Cameron is an environmental justice organizer, oral historian, award-winning journalist, and a developing author who is dedicated to re-centering the voices, narratives, and knowledge of historically disinvested communities in conservation, environmental policy, storytelling, and corporate decision-making.
A double alumnus of Duke University (2021 and 2023), Cameron, in partnership with prominent leaders and movement icons, has spent her seven years in North Carolina working with university and community leaders to establish climate education initiatives, leverage institutional power, and report on the intersection of environmental racism, infrastructure and policy, and land and agriculture. Her journalism has appeared in The Nation, The Assembly NC, Atmos Magazine, Grist, Southerly, Yale Climate Connections, and Earth in Color. She is an advisory board member for the Rural Beacon Initiative, a member of the strategic planning committee of Warren County Environmental Action, and is the project lead for the Environmental Justice Oral History Project: a storytelling hub and repository that combines a diverse set of storytelling modalities to provide a comprehensive view of environmental justice in the southern US.

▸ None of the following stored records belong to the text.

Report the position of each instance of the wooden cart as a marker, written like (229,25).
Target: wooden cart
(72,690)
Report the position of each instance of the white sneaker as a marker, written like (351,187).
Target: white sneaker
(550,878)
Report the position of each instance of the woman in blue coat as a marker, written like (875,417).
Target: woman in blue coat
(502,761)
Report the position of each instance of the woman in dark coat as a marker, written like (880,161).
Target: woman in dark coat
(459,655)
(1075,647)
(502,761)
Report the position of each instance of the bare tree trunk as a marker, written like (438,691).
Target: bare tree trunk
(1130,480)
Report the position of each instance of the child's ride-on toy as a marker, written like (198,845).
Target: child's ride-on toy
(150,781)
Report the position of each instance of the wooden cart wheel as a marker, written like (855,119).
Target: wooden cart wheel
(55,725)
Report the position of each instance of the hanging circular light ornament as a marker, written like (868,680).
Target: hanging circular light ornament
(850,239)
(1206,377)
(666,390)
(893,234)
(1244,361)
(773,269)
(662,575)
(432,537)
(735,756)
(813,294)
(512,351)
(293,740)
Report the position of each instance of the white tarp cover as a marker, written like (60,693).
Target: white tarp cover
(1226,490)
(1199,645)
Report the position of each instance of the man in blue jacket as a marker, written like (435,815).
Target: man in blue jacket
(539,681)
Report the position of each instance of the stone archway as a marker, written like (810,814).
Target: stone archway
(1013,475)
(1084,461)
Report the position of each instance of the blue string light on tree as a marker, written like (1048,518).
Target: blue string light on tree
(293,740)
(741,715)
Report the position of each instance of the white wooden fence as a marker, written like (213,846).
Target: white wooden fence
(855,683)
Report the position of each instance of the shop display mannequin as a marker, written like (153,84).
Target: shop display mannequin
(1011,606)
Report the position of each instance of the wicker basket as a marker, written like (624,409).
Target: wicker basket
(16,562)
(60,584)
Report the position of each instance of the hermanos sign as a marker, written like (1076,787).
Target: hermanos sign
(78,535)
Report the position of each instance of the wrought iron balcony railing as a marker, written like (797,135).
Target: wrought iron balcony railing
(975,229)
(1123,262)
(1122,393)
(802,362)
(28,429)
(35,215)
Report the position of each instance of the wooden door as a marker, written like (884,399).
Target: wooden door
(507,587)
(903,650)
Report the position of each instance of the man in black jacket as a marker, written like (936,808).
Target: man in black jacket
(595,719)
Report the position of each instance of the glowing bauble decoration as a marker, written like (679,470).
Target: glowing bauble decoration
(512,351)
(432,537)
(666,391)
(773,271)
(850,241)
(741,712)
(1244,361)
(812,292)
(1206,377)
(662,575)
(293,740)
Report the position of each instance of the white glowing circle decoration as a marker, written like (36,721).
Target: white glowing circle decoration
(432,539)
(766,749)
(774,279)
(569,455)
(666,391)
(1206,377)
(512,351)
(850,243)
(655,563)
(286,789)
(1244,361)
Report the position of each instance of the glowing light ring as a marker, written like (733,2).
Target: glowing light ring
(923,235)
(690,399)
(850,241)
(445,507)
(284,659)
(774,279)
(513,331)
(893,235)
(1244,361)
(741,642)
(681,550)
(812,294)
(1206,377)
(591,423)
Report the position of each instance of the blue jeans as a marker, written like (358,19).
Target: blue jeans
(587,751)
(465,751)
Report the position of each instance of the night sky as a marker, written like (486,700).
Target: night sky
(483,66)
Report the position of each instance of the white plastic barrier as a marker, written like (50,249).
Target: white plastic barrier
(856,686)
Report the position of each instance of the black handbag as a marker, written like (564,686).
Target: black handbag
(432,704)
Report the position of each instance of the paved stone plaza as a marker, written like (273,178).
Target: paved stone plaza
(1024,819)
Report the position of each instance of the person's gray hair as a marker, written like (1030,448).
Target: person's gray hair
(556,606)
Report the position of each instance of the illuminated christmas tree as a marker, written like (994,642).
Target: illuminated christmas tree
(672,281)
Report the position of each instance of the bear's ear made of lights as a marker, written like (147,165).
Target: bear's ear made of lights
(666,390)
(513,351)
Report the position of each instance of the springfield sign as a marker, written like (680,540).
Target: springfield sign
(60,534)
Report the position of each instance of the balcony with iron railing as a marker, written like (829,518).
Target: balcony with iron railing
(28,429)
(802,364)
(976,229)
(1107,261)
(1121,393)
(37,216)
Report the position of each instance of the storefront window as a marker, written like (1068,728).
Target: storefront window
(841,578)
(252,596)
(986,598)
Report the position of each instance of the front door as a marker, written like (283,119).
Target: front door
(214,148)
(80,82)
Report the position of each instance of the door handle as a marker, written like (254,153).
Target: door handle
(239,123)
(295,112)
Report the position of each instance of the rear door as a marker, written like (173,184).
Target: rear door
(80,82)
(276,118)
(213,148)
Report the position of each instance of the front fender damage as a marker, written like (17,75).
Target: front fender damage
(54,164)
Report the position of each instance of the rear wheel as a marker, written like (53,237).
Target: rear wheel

She is also a National Geographic Young Explorer, 2024 Aspen Institute Future Leader Climate Fellow, Covering Climate Now’s 2023 Student Journalist of the Year Awardee, a 2023 NAAEE Environmental Education 30 Under 30 Leader, and a 2022 Yale/Op-Ed Project Public Voices Fellow on the Climate Crisis.
Cameron’s work is inspired by her own connection to ancestral farmland in Maryland that has been in her family for almost 100 years.